It has been almost three weeks since my last post and because my goal is to provide one or two posts a week, that is simply too long.
My silence can partially be explained by simple mundane things like a high workload and the desire to spend time with my family when I am at home, but there has been a secondary cause also.
I believe that it is important to reflect about who I am professionally and how I want to portray myself. After having collected a bunch of security certifications (in chronological order: CISSP, GCIH, CISM, OSCP, CISA), I think I'm done with that for a while. All certifications have contributed to my understanding of the field, and they reconfirmed that I am exactly where I want to be.
While up to recently, I advertised myself as a information security generalist, I believe that I am currently in the process of shifting focus towards becoming an information security strategist.

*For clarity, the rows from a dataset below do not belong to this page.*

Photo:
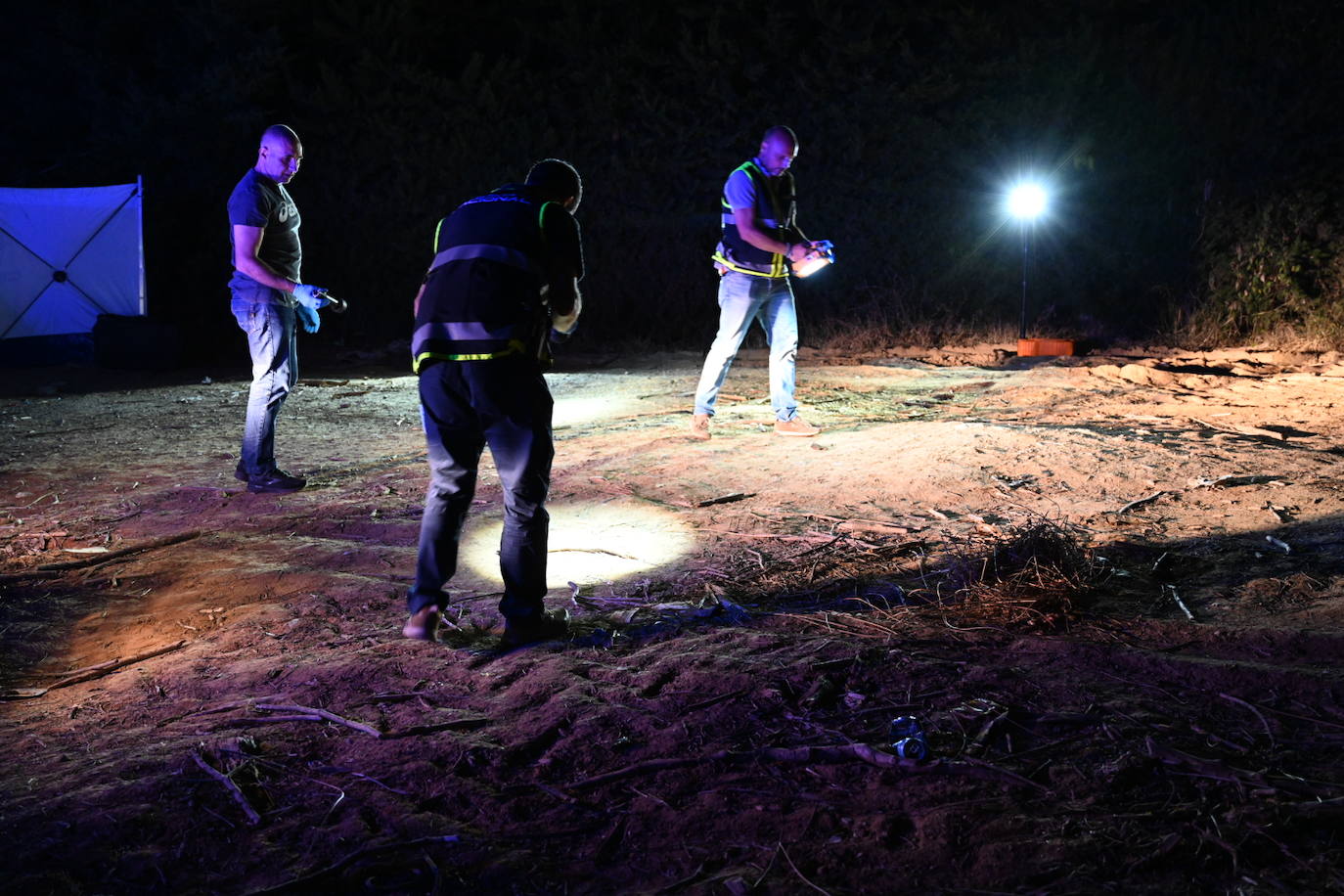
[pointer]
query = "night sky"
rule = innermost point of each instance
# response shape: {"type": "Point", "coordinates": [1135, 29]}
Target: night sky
{"type": "Point", "coordinates": [1163, 129]}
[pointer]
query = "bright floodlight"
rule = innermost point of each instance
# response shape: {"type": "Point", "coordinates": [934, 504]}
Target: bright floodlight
{"type": "Point", "coordinates": [1026, 202]}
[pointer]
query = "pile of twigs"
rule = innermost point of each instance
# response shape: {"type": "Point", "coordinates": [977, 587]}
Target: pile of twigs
{"type": "Point", "coordinates": [1034, 576]}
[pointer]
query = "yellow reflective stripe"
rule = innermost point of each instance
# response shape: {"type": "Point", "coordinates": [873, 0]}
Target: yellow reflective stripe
{"type": "Point", "coordinates": [776, 266]}
{"type": "Point", "coordinates": [514, 348]}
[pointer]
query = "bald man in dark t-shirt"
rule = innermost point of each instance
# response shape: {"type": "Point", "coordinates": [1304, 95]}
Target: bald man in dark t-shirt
{"type": "Point", "coordinates": [268, 298]}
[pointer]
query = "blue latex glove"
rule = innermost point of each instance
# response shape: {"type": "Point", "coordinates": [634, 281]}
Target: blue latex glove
{"type": "Point", "coordinates": [309, 295]}
{"type": "Point", "coordinates": [308, 319]}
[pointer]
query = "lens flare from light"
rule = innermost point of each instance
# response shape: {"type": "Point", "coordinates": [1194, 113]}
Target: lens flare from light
{"type": "Point", "coordinates": [811, 266]}
{"type": "Point", "coordinates": [590, 543]}
{"type": "Point", "coordinates": [1027, 202]}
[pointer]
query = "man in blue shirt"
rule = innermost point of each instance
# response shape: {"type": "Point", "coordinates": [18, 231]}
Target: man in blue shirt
{"type": "Point", "coordinates": [268, 297]}
{"type": "Point", "coordinates": [759, 241]}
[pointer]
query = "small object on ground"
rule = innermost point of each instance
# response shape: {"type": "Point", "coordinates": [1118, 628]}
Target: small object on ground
{"type": "Point", "coordinates": [728, 499]}
{"type": "Point", "coordinates": [908, 738]}
{"type": "Point", "coordinates": [797, 426]}
{"type": "Point", "coordinates": [276, 481]}
{"type": "Point", "coordinates": [423, 625]}
{"type": "Point", "coordinates": [549, 626]}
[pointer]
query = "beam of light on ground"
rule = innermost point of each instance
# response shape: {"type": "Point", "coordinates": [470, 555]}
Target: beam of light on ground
{"type": "Point", "coordinates": [590, 543]}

My day to day work, and my general thinking, has been impacted by the fact that I have few operational responsibilities. For one, it means that the only 'real' reasons that I am touching security technology are out of curiosity, to prove a point, or to evaluate a product's potential. Actual implementation and operation is not something that I have done in quite a while.
Likewise, while I am fairly proficient with vulnerability scanning and penetration testing techniques, I have not done full tests recently. It doesn't mean that I don't like to tinker around in my own lab to try out new tools, or that I don't assess new vulnerabilities and exploits, but the pressing need to be current to the minute is something that it slowly fading.
I feel a little sad about this realization. Being on the bleeding edge of technology, developing and performing assessments, and being in the loop on what's going now on is incredibly rewarding. But, setting strategy, determining direction and ensuring that an organization moves forward in its level of professionalism and its quality of service is something that also has its rewards.
At the very least, not being on call 24/7 for operational emergencies has its benefits.